A decision to reset the password on an iCloud account tied to one of the San Bernardino attackers did not effectively thwart the investigation into the shooting, FBI officials said in a court filing Thursday as part of the Justice Department's ongoing encryption dispute with Apple Inc.
FBI Director James Comey testified before Congress last week that "there was a mistake" made when the FBI asked San Bernardino County, which owned the phone, to reset the password for an account tied to Syed Farook, who along with his wife killed 14 people in the December 2 shootings.
But in a sworn declaration Thursday, Chris Pluhar, an FBI agent involved in processing the evidence, said the password reset did not make a difference. Mr. Farook's iPhone had the iCloud backups turned off for his mail, photos, and notes, and aren't believed to be complete, Mr. Pluhar said.

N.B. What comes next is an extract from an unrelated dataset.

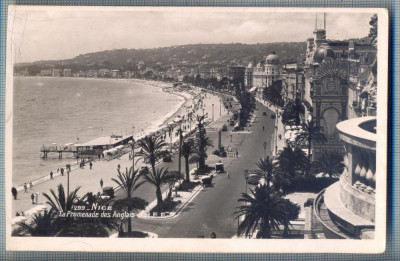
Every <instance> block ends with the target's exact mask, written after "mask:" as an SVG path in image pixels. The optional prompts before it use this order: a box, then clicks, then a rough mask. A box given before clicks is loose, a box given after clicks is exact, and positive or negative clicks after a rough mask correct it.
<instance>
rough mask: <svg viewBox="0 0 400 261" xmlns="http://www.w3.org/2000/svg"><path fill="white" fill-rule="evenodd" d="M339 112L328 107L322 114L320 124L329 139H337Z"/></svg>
mask: <svg viewBox="0 0 400 261" xmlns="http://www.w3.org/2000/svg"><path fill="white" fill-rule="evenodd" d="M339 118H340V117H339V113H338V112H337V111H336V110H335V109H328V110H326V111H325V112H324V114H323V115H322V118H321V121H320V124H321V127H323V131H324V134H325V136H326V138H328V139H336V138H337V137H336V136H337V134H336V124H337V123H338V122H339Z"/></svg>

The statement is aimed at rebutting earlier claims from Apple that said that if the FBI had not changed the iCloud password, its engineers could have helped investigators use a known – and therefore trusted – wireless connection to trick the iPhone from automatically backing up to iCloud.
The statement was part of a broader Justice Department filing aimed at encouraging a federal magistrate to affirm her decision last month to force Apple Inc. to help the FBI gain access to Farook's phone.
In it, federal prosecutors argued that the phone likely holds evidence of the eventual attack, and the government and community "need to know" what is on the device.
"There is probable cause to believe there is evidence of a terrorist attack on that phone, and our legal system gives this Court the authority to see that it can be searched pursuant to a lawful warrant," the filing states.
The brief, which sets the stage for a March 22 hearing in Southern California, marks a further escalation of rhetoric between the federal government and the technology company.
At issue is a February 16 order directing Apple to create specialized software that can bypass auto-erase functions on the phone and enable the FBI to remotely access the phone.
Apple has challenged the order as unlawful and in violation of its constitutional rights, but the Justice Department reiterated its argument that its request is only about one phone and that it will not be unduly burdensome for the company to comply. The government has said that Apple can hold onto the software during the entire process and destroy it once it's over.
"Under those specific circumstances, Apple can be compelled to give aid. That is not lawless tyranny. Rather, it is ordered liberty vindicating the rule of law," the department said.